Quant à l’intérieur centre et nord, ils assistent au « répeuplement des territoires vieillissants et dépeuplés » et « les municipalités de faible densité de population ont intégré des travailleurs étrangers dans les soins aux personnes âgées, dans l’agriculture à petite échelle, dans la restauration, le commerce et les services publics indirects ».

Cependant, « la capacité administrative et technique réduite de nombreuses de ces municipalités limite la réponse en matière de politiques d’intégration, de logement, de santé et d’éducation », alertent les auteurs, soulignant que cette diversité exige « des solutions ajustées à l’échelle et aux caractéristiques spécifiques de chaque territoire », d’autant plus qu’il y a des municipalités où le pourcentage d’étrangers a modifié le tissu social.
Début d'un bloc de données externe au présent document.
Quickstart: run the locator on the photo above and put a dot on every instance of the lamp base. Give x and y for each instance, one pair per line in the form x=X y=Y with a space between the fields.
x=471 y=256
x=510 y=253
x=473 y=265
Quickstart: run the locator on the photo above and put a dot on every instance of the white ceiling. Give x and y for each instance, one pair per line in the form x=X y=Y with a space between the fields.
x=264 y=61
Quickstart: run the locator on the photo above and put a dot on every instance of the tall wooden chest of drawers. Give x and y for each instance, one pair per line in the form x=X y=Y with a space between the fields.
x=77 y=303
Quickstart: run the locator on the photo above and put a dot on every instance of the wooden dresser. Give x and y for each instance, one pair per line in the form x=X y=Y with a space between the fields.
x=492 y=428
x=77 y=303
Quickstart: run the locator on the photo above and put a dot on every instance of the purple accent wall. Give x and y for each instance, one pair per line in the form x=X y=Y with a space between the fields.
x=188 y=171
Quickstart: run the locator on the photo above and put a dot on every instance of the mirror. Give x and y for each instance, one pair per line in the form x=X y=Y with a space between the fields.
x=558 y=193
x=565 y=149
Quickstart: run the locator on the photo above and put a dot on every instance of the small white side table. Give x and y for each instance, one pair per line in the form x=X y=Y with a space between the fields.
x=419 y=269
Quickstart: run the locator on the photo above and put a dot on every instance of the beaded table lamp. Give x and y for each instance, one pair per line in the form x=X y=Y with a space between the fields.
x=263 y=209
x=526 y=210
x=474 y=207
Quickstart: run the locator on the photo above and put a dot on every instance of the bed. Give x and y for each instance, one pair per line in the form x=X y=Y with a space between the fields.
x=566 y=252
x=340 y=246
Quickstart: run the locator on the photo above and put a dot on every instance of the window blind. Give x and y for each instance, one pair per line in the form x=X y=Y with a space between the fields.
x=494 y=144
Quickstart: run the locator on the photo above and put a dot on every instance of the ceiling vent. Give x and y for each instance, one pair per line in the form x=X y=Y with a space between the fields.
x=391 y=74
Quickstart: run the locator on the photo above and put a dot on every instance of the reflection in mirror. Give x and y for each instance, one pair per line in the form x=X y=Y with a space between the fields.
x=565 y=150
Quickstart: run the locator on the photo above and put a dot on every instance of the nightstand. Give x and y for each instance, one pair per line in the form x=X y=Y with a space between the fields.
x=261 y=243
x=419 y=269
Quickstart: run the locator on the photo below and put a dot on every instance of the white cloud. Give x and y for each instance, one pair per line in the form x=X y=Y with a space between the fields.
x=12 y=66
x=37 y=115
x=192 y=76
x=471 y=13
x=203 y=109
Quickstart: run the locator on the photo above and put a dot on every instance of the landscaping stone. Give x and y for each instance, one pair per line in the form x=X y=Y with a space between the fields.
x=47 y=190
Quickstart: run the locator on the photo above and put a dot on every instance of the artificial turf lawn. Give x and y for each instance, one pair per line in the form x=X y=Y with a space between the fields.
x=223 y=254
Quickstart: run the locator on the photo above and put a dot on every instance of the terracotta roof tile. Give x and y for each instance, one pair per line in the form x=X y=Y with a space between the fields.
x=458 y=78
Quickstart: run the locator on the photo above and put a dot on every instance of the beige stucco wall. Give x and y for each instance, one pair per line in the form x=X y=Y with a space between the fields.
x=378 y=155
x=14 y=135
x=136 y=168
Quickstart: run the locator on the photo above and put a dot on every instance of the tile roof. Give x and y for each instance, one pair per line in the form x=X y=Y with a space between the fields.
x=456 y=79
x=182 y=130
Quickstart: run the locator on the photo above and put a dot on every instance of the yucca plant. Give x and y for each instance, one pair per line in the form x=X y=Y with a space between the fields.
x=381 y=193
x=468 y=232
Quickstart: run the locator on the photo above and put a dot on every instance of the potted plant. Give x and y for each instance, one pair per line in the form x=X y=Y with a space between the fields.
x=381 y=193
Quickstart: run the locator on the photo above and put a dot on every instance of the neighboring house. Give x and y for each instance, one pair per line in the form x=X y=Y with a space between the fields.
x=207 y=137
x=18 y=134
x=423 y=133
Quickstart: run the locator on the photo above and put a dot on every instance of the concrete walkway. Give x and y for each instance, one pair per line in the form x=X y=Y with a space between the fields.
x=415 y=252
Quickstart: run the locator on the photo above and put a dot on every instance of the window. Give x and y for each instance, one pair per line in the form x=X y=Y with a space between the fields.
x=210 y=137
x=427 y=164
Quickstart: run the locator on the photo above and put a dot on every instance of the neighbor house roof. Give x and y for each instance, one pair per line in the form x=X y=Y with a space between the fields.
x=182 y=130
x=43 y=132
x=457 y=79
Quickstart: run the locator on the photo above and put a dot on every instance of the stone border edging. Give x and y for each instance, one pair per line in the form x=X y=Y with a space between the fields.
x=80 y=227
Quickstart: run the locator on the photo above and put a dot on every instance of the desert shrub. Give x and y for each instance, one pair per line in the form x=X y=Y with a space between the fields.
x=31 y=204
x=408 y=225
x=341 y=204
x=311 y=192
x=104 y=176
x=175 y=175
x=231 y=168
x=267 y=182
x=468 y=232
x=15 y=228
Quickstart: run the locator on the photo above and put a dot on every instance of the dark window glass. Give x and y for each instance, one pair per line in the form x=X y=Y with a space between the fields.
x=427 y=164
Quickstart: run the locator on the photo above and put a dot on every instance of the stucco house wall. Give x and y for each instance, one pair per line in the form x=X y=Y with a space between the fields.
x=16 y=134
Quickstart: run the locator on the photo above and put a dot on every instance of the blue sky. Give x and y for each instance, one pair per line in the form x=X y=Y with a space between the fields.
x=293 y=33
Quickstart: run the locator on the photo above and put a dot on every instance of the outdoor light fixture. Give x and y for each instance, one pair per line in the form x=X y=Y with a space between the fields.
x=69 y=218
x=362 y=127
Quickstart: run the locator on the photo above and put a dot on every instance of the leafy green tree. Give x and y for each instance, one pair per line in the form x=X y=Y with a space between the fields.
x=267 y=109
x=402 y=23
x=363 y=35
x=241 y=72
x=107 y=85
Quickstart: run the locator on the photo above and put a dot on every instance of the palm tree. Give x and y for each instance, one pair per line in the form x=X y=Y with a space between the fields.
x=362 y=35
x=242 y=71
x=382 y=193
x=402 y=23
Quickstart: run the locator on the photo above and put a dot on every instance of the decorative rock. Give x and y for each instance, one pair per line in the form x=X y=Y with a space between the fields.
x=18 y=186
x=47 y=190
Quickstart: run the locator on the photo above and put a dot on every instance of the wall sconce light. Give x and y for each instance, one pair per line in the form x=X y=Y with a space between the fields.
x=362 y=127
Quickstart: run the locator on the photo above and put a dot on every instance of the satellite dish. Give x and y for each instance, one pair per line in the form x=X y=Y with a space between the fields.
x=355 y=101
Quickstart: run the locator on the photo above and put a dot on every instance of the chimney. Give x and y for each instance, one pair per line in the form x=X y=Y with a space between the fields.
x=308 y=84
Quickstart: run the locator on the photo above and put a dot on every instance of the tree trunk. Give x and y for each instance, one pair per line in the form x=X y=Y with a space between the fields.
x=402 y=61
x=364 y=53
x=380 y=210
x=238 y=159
« Des cas comme Aljezur, Vila do Bispo, Monchique, Idanha-a-Nova, Vila Nova de Poiares, entre autres », sont « de véritables laboratoires de la politique migratoire au Portugal, où les effets positifs et les risques associés à l’immigration se manifestent de manière plus intense et immédiate », alertent-ils.

Le désinvestissement public chronique dans les petites municipalités face à la « pression supplémentaire due à la nouvelle demande migratoire » est venu « exposer des fragilités structurelles et alimenter des perceptions locales de concurrence pour des ressources rares, avec des effets potentiels de tension sociale ».

À cela s’ajoute la précarité de l’emploi des immigrés dans les territoires ruraux et périphériques, accentuée par « la rareté des inspections régulières, la dépendance envers les intermédiaires et la fragilité de l’accès à l’information », renforçant leur vulnérabilité à « des situations d’exploitation de la main-d’œuvre, de trafic de personnes et d’accès à un logement indigne ».

Dans de nombreux endroits, on assiste aussi à « la croissance des tensions sociales associées à des phénomènes de ségrégation résidentielle et de concentration spatiale de la pauvreté », dans « des zones avec des logements moins chers, souvent dégradés, surpeuplés ou informels », ce qui peut « alimenter des discours de rejet, de stigmatisation et de conflit symbolique ».